72: 23; "The Chicago Connection"; Michael Lange; Steve Kline & Bernie Kukoff; May 4, 1985; 181690
A "three-hour" extradition trip to Chicago becomes an extended stay for Hooker when he goes undercover to nail a heroin dealer. William Shatner is the only regular cast member to appear in this episode, which was to relocate Hooker to Chicago to work alongside a new partner in a new environment. The proposed reboot was dropped when ABC cancelled the series.

===Season 5 (1985–86)===
After Season 4, the show was cancelled by ABC. Adrian Zmed took over as host of Dance Fever for its final two seasons after the departure of Deney Terrio and was unavailable for Season 5 on CBS.

| No. overall | No. in season | Title | Directed by | Written by | Original release date |
| 73 | 1 | "The Ransom" | William Shatner | Judy Burns | September 25, 1985 |
Hooker's daughter is kidnapped by an ex-cop.
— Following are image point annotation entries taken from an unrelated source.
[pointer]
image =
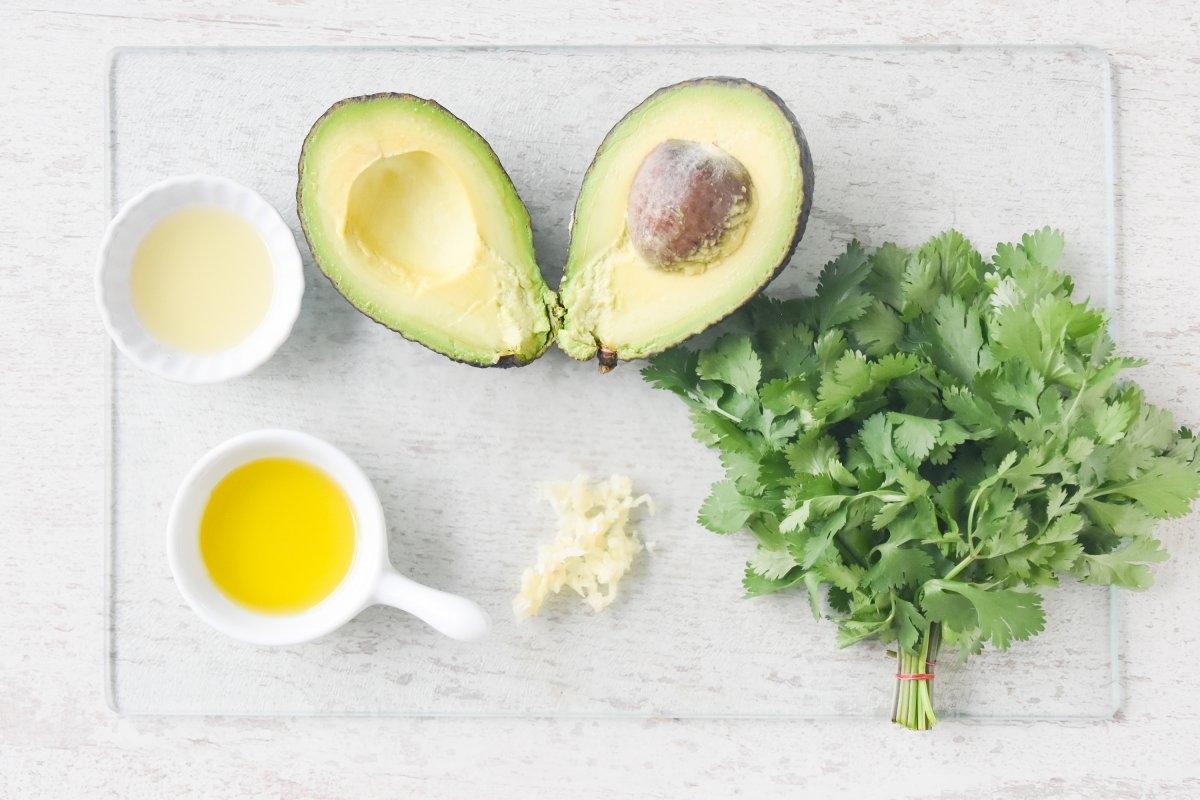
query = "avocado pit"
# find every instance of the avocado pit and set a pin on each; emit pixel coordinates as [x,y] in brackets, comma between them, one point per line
[689,205]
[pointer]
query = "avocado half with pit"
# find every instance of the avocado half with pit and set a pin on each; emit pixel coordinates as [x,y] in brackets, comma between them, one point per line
[409,214]
[695,200]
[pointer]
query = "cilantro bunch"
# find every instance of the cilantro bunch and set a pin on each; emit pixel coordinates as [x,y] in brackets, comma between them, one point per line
[929,440]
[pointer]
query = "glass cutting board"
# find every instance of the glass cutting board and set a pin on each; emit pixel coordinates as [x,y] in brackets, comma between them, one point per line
[905,140]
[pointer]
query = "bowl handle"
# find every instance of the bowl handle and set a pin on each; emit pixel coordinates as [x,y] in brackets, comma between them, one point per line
[449,614]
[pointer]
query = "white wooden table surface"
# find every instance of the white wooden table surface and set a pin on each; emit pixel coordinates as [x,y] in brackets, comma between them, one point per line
[59,740]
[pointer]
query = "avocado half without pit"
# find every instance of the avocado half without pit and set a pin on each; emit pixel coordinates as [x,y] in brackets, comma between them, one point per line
[695,200]
[409,214]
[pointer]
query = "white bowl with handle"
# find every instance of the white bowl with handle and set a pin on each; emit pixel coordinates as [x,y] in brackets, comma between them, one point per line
[370,581]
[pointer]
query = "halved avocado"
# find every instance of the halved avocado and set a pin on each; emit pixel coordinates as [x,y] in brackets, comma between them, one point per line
[412,217]
[695,200]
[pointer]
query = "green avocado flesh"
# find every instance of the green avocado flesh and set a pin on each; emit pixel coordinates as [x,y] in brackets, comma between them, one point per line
[695,200]
[411,215]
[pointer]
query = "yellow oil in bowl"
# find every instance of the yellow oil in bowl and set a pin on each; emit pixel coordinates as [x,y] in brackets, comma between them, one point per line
[277,535]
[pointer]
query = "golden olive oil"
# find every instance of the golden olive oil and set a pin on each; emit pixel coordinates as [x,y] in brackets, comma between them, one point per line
[277,535]
[202,280]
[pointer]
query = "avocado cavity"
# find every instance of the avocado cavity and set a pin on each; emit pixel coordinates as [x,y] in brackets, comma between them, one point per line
[412,214]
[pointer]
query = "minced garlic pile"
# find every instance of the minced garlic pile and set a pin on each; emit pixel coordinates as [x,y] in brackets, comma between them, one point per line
[595,543]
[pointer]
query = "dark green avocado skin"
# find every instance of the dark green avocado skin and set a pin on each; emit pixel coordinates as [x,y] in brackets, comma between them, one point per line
[505,361]
[609,359]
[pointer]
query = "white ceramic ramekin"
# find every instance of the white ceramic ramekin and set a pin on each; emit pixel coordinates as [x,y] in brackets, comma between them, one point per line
[370,581]
[115,301]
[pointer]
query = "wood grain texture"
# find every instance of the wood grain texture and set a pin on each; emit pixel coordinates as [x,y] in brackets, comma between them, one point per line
[57,738]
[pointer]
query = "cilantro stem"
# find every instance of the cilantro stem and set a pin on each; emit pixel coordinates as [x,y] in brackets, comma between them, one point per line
[912,704]
[961,565]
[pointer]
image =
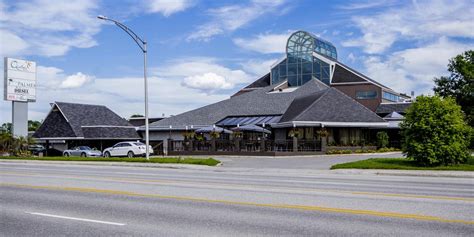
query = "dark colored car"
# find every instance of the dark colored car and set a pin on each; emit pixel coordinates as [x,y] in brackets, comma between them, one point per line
[36,149]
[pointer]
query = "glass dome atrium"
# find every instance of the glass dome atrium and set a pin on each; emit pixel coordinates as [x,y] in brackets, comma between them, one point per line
[300,66]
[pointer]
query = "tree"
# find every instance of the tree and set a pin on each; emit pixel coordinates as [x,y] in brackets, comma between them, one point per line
[33,125]
[6,128]
[460,84]
[382,139]
[434,132]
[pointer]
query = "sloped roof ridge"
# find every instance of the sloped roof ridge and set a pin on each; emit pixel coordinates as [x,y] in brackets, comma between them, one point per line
[370,80]
[310,105]
[62,102]
[356,102]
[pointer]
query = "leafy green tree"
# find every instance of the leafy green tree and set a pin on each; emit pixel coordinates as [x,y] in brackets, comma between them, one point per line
[460,84]
[6,128]
[435,133]
[382,139]
[33,125]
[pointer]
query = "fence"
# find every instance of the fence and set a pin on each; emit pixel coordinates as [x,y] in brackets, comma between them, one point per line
[222,145]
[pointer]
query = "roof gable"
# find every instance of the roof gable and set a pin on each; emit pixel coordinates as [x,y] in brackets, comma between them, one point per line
[331,106]
[55,125]
[80,115]
[262,101]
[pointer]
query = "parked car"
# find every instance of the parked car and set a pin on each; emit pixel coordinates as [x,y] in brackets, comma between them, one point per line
[36,149]
[82,151]
[128,149]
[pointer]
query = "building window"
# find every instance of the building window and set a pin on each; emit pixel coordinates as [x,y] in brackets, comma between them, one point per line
[391,97]
[364,95]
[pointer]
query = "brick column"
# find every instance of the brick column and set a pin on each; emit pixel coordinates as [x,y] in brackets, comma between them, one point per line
[295,144]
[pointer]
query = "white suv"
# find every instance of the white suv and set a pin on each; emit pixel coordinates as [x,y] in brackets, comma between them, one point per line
[128,149]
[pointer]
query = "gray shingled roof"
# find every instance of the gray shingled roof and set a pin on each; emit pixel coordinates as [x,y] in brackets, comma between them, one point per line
[89,115]
[257,102]
[83,120]
[386,108]
[330,105]
[110,133]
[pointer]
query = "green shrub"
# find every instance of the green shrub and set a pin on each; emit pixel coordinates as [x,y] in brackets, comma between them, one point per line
[331,152]
[435,133]
[382,139]
[388,149]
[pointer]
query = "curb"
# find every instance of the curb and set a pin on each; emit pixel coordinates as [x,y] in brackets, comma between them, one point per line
[418,173]
[123,164]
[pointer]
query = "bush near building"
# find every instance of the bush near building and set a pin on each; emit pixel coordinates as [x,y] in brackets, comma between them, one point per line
[382,139]
[435,133]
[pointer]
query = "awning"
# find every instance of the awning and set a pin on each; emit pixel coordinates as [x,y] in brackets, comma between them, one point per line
[213,129]
[251,128]
[232,121]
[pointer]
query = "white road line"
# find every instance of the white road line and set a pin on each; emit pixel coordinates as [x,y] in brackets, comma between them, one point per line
[75,218]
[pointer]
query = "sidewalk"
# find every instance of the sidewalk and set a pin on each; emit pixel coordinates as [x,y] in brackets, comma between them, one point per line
[262,171]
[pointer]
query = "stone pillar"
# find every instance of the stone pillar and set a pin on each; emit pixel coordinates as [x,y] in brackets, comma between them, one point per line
[191,144]
[213,144]
[165,147]
[237,144]
[324,144]
[295,144]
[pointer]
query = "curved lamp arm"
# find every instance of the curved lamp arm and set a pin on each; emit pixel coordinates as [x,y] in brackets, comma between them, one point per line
[141,43]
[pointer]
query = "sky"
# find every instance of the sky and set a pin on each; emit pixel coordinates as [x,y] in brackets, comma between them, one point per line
[201,52]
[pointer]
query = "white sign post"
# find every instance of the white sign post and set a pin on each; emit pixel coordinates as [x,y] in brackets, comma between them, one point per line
[20,88]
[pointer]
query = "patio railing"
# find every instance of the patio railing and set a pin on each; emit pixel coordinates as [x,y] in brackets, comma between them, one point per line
[222,145]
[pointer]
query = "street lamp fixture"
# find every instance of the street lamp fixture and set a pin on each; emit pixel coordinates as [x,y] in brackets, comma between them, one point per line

The ransom: the whereabouts of the guy's own family — relocated by the FBI after he was sentenced to prison.
| 74 | 2 | "Return of a Cop" | Cliff Bole | Stephen Downing | October 2, 1985 |
Hooker's dad (John McLiam), a retired cop, arrives unexpectedly and shows more than a passing interest in Hooker's current case.
| 75 | 3 | "To Kill a Cop" | Chuck Bowman | Paul Savage | October 9, 1985 |
A cop killer has also targeted the dead man's partner.
| 76 | 4 | "Death Is a Four-Letter Word" | Bruce Seth Green | James Schmerer | November 6, 1985 |
The investigation of a 17-year-old porno actress's murder is hampered by her uncle (Christopher Stone), a cop obsessed with nailing the killers himself.
| 77 | 5 | "The Assassin" | Richard Compton | Rick Husky | November 13, 1985 |
A man Hooker served with in Vietnam is out to assassinate a Russian trade delegate.
| 78 | 6 | "Rip-Off" | Cliff Bole | Stephen Downing | November 20, 1985 |
Hooker clashes with a Fed out to bust the drug dealer who killed one of Hooker's cops in a bungled sting operation.
| 79 | 7 | "Funny Money" | Michael Caffey | Gerald Petievich | November 27, 1985 |
Corrigan gives serious consideration to leaving the force after pulling the trigger in two fatal shootings.
| 80 | 8 | "Night Ripper" | Michael Caffey | Don Ingalls | January 29, 1986 |
Hooker's under pressure to solve a grisly series of sex murders.
| 81 | 9 | "The Obsession" | Phil Bondelli | Rick Kelbaugh & Karen Klein | February 5, 1986 |
Armed robbers take Stacy hostage, and one of the suspects has personal ties to the mayor.
| 82 | 10 | "Taps for Officer Remy" | Reza Badiyi | Chuck Bowman | February 12, 1986 |
Hooker probes the "murder" of an officer who was once his lover.
| 83 | 11 | "Nightmare" | Reza Badiyi | Rick Husky | February 19, 1986 |
Stacy loses her memory following a car accident and is taken in by a motorist who says he's a doctor.
| 84 | 12 | "Shootout" | William Shatner | Mark Rodgers | February 26, 1986 |
Stacy's job performance is hampered by the fear that she'll be the next victim of a murderous gang of bank robbers.
| 85 | 13 | "Murder by Law" | Chuck Bowman | Rick Husky | April 30, 1986 |
Hooker searches for a murderer whose victims all were female lawyers who attended the same law school.
| 86 | 14 | "Partners in Death" | William Shatner | Lisabeth Shatner | May 7, 1986 |
Corrigan and Stacy's preoccupation with each other leads to an incident that leaves Hooker wounded. (William Shatner's wife, Marcy Lafferty, makes her fourth and final appearance in the series in this episode as Stephanie Bailey, one of the criminals being pursued.)
| 87 | 15 | "Death Trip" | Chuck Bowman | Joe Gores | May 19, 1986 |
Hooker protects a retired mobster-turned-informant—the latest target of a right-wing paramilitary group.
| 88 | 16 | "Blood Sport: Parts 1 & 2" | Vincent McEveety | Stan Berkowitz, Rudolph Borchert, Rick Husky, Don Ingalls & Bruce Reisman | May 21, 1986 |
| 89 | 17 |
Hooker, Corrigan and Sheridan travel to Hawaii on special assignment to protect the life of a U.S. Senator and his family who are threatened by terrorists.
| 90 | 18 | "Into the Night" | James Darren | Rick Husky | May 21, 1986 |
While off duty, Hooker is forced to shoot a hitman before he can find out who the man was hired to kill.
| 91 | 19 | "Deadly Force" | Michael Hamilton | Stephen Lord | May 28, 1986 |
Hooker's pursuit of a murderous jewelry-store robber is impeded by a TV-news reporter.